Two remaining topics: the connection with Richard Standish D’Ouseley and the admission register for the Crichton Royal Institution including Thomas Wilson (I can’t believe that’s online, but the Wellcome Library has funded the records being digitized and put online). Here is a condensed version of the two-page register entries that makes it a little easier to read
The connection. I had no Wilson family members in the existing family tree, but in trying to find Thomas Wilson’s baptism – he, like Richard Standish D’Ouseley, was born in Ireland – I came upon a parish register with a Thomas Wilson born about the right time (to match the census records) whose mother was Rose Callen. D’Ouseley’s mother was Brigid Callen. The two Callen women didn’t share fathers – so Thomas and Richard were not first cousins – but I posited that they may have shared grandfathers, which would make Thomas and Richard second cousins.
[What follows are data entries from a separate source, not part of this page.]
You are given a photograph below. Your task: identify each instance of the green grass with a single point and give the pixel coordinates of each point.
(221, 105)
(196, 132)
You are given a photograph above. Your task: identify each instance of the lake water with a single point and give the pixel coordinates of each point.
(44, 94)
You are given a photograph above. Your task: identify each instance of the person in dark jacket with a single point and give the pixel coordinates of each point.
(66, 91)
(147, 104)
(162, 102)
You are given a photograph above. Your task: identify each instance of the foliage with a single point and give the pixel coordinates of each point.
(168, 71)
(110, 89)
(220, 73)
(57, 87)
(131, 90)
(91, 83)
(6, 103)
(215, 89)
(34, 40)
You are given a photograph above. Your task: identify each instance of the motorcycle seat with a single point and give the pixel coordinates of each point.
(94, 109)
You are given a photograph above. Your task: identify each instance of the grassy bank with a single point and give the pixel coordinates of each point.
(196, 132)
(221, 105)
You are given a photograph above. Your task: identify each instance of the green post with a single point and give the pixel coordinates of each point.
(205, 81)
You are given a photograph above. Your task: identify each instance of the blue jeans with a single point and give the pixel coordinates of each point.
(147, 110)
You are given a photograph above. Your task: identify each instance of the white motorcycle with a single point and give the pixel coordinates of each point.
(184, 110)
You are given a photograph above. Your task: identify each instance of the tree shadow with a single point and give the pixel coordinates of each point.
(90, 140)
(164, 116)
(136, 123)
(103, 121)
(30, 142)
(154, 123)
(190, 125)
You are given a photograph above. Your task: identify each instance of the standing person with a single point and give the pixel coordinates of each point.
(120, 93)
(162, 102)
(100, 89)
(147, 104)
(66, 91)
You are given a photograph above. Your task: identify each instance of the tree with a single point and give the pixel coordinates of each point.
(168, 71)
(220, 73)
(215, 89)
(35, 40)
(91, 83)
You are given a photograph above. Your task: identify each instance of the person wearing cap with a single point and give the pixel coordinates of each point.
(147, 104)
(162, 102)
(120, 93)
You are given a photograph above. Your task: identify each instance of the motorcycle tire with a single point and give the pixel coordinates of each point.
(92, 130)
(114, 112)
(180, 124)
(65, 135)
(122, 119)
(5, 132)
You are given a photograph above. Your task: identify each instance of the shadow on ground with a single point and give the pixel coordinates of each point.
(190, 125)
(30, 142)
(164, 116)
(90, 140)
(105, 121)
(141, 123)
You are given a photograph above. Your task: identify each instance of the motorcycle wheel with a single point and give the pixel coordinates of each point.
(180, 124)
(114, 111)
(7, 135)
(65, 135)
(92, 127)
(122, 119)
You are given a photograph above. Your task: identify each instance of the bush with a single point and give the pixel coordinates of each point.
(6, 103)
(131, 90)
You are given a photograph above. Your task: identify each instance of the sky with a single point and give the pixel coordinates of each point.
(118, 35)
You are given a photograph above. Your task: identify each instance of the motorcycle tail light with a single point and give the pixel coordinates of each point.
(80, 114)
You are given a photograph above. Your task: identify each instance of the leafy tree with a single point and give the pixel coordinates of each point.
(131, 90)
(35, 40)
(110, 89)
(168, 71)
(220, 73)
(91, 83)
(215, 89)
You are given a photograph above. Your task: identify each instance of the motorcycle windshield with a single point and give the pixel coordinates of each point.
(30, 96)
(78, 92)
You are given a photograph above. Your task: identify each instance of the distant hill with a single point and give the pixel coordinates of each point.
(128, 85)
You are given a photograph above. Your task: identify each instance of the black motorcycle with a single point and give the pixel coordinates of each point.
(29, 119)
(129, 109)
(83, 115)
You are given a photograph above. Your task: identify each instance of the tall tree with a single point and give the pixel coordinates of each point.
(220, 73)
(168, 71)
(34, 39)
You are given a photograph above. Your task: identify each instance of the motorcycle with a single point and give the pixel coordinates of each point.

The records get worse the farther back you go, so I don’t plan to try and follow this to be sure.
Possibly Thomas was looking for some family member to petition for his release and Richard’s standing – with a government post in the Customs Office – seemed helpful. The confusing telegrams Richard sent on September 7th & 8th suggest he wasn’t completely clear what he was doing – I would love to know more about that, but haven’t found additional stories so far. As to the cousin who accompanied Thomas home from Dumfries, along with one of Thomas’ daughters (probably the youngest, Maria Alicia Thompson Wilson, who was still living at home and unmarried), could it be the Wilson cousin who took him on the trip to Furness Abbey? It was never completely clear if the cousin was in on Mrs. Wilson’s plan for her husband. Or could it have been Richard Standish D’Ouseley?
Thomas Wilson must have been very happy to see the view from his sun terrace again (albeit without the modern furnishings).